Amna Qasem Ali,^a,^b Naser Eltaher Eltayeb,^c ‡ Siang Guan Teoh,^a ^* Abdussalam Salhin ^a and Hoong-Kun Fun ^d §

^aSchool of Chemical Sciences, Universiti Sains Malaysia, Minden, Penang, Malaysia, ^bFaculty of Science, Sabha University, Libya, ^cDepartment of Chemistry, International University of Africa, Sudan, and ^dX-ray Crystallography Unit, School of Physics, Universiti Sains Malaysia, 11800 USM, Penang, Malaysia
^*Correspondence e-mail: sgteoh@usm.my

(Received 6 January 2012; accepted 10 January 2012; online 3 March 2012)

In the title compound, C₁₀H₉N₅O₃S, an intramolecular N—H⋯O hydrogen bond generates an S(6) ring motif. In the crystal, molecules are linked via N—H⋯S hydrogen bonds into a zigzag chain along the b axis. C—H⋯O interactions are observed between the chains.

Related literature

For related structures, see: Qasem Ali et al. (2011a ,b ); Ferrari et al. (2002 ); Pervez et al. (2010 ); Ramzan et al. (2010 ). For various biological activities of Schiff bases, see: Bhandari et al. (2008 ); Bhardwaj et al. (2010 ); Pandeya et al. (1999 ); Sridhar et al. (2002 ); Suryavanshi & Pai (2006 ). For the cytotoxic and anticancer activity of isatin and its derivatives, see: Vine et al. (2009 ). For graph-set analysis, see: Bernstein et al. (1995 ).

Experimental

Crystal data

C₁₀H₉N₅O₃S
M_r = 279.28
Monoclinic, P 2₁ /c
a = 4.6316 (4) Å
b = 9.3157 (8) Å
c = 26.458 (2) Å
β = 94.485 (2)°
V = 1138.09 (17) Å³
Z = 4
Mo Kα radiation
μ = 0.30 mm⁻¹
T = 100 K
0.36 × 0.12 × 0.07 mm

Data collection

Bruker APEXII CCD diffractometer
Absorption correction: multi-scan (SADABS; Bruker, 2005 ) T_min = 0.900, T_max = 0.979
10734 measured reflections
2710 independent reflections
2177 reflections with I > 2σ(I)
R_int = 0.045

Refinement

R[F² > 2σ(F²)] = 0.048
wR(F²) = 0.102
S = 1.10
2710 reflections
185 parameters
H atoms treated by a mixture of independent and constrained refinement
Δρ_max = 0.40 e Å⁻³
Δρ_min = −0.29 e Å⁻³

Table 1
Hydrogen-bond geometry (Å, °)

D—H⋯A	D—H	H⋯A	D⋯A	D—H⋯A
N3—H1N3⋯O1	0.84 (3)	2.02 (3)	2.697 (2)	137 (3)
N1—H1N1⋯S1ⁱ	0.81 (3)	2.52 (3)	3.320 (2)	171 (3)
C2—H2A⋯O1ⁱⁱ	0.95	2.39	3.317 (3)	165
C10—H10A⋯O2ⁱⁱⁱ	0.98	2.56	3.079 (3)	113
Symmetry codes: (i) $[-x+1, y-{\script{1\over 2}}, -z+{\script{1\over 2}}]$ ; (ii) $[-x, y-{\script{1\over 2}}, -z+{\script{1\over 2}}]$ ; (iii) -x+1, -y, -z+1.

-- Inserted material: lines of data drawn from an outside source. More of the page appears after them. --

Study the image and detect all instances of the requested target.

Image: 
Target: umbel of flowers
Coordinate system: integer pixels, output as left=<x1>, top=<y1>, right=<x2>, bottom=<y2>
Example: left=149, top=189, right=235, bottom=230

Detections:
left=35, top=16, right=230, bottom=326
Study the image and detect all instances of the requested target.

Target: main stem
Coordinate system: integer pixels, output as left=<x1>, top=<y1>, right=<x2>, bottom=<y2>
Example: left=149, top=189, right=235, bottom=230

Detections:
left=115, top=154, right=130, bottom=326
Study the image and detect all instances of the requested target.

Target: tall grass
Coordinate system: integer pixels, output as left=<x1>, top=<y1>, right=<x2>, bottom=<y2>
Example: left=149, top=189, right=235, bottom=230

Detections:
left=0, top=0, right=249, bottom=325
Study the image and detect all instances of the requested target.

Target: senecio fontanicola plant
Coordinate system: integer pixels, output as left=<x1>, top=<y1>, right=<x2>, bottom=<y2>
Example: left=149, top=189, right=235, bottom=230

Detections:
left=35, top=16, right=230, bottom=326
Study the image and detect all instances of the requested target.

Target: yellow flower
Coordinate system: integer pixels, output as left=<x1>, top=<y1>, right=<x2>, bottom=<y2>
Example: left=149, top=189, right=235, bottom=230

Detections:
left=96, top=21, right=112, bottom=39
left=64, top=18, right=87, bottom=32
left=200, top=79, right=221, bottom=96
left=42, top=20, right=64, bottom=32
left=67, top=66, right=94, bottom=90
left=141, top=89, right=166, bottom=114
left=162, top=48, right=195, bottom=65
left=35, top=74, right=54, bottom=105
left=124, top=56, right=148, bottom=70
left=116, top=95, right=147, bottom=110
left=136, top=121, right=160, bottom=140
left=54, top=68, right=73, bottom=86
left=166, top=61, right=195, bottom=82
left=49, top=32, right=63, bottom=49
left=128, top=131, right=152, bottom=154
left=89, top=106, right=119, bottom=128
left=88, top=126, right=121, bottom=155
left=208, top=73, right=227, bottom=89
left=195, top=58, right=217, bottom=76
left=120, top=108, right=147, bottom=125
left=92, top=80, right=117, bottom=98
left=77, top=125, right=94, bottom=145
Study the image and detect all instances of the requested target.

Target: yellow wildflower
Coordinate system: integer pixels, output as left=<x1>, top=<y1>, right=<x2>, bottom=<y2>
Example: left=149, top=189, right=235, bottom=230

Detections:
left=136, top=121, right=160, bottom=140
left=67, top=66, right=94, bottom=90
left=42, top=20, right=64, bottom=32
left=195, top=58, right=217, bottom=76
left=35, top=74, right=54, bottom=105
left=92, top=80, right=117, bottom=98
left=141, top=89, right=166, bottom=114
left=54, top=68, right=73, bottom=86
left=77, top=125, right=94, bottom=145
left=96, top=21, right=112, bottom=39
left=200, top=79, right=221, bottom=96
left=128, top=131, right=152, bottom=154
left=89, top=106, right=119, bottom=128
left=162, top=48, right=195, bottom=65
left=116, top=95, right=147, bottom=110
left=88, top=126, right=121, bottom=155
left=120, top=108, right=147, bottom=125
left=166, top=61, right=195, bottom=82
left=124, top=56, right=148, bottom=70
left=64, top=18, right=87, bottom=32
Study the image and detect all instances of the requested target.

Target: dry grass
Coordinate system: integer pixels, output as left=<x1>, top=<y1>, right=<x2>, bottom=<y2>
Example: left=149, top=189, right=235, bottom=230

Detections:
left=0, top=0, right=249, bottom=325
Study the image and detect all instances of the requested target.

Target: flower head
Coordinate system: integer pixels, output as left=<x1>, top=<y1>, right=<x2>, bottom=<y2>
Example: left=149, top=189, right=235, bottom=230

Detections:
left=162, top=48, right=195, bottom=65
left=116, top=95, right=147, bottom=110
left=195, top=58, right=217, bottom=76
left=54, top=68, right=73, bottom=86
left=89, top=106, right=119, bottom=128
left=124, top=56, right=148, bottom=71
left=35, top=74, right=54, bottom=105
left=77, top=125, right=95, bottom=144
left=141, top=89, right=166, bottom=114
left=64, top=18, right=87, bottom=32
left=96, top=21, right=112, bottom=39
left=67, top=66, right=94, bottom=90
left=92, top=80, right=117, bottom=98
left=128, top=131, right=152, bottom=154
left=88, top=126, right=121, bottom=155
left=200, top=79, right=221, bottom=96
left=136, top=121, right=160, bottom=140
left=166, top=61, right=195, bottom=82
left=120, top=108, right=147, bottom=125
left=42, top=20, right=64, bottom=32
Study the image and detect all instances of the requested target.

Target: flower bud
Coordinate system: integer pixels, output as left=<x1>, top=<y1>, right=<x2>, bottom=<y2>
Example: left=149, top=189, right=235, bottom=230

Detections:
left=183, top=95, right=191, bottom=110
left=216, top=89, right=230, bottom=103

Data collection: APEX2 (Bruker, 2005); cell refinement: SAINT (Bruker, 2005); data reduction: SAINT; program(s) used to solve structure: SHELXS97 (Sheldrick, 2008 ); program(s) used to refine structure: SHELXL97 (Sheldrick, 2008); molecular graphics: SHELXTL (Sheldrick, 2008); software used to prepare material for publication: SHELXTL and PLATON (Spek, 2009 ).

Supporting information

Crystal structure: contains datablocks I, global. DOI: 10.1107/S1600536812001183/is5048sup1.cif

Structure factors: contains datablock I. DOI: 10.1107/S1600536812001183/is5048Isup2.hkl

Supporting information file. DOI: 10.1107/S1600536812001183/is5048Isup3.cml

checkCIF report

Comment top

Isatin (2,3-dioxindole) is an endogenous compound identified in humans, and its effect has been studied in a variety of systems. Biological properties of isatin and its derivatives include a range of actions in the brain, offer protection against bacterial (Suryavanshi & Pai, 2006) and antifungal infections and possess anticonvulsant, anti-HIV (Pandeya et al., 1999), anti-depressant and anti-inflammatory activities (Bhandari et al., 2008). Recently, we reported the crystal structure of (Z)-2-(5-chloro-2-oxoindolin-3-ylidene)-N-phenylhydrazinecarbothioamide (Qasem Ali et al., 2011a). In the present paper we describe the single-crystal X-ray diffraction study of title compound, Fig. 1.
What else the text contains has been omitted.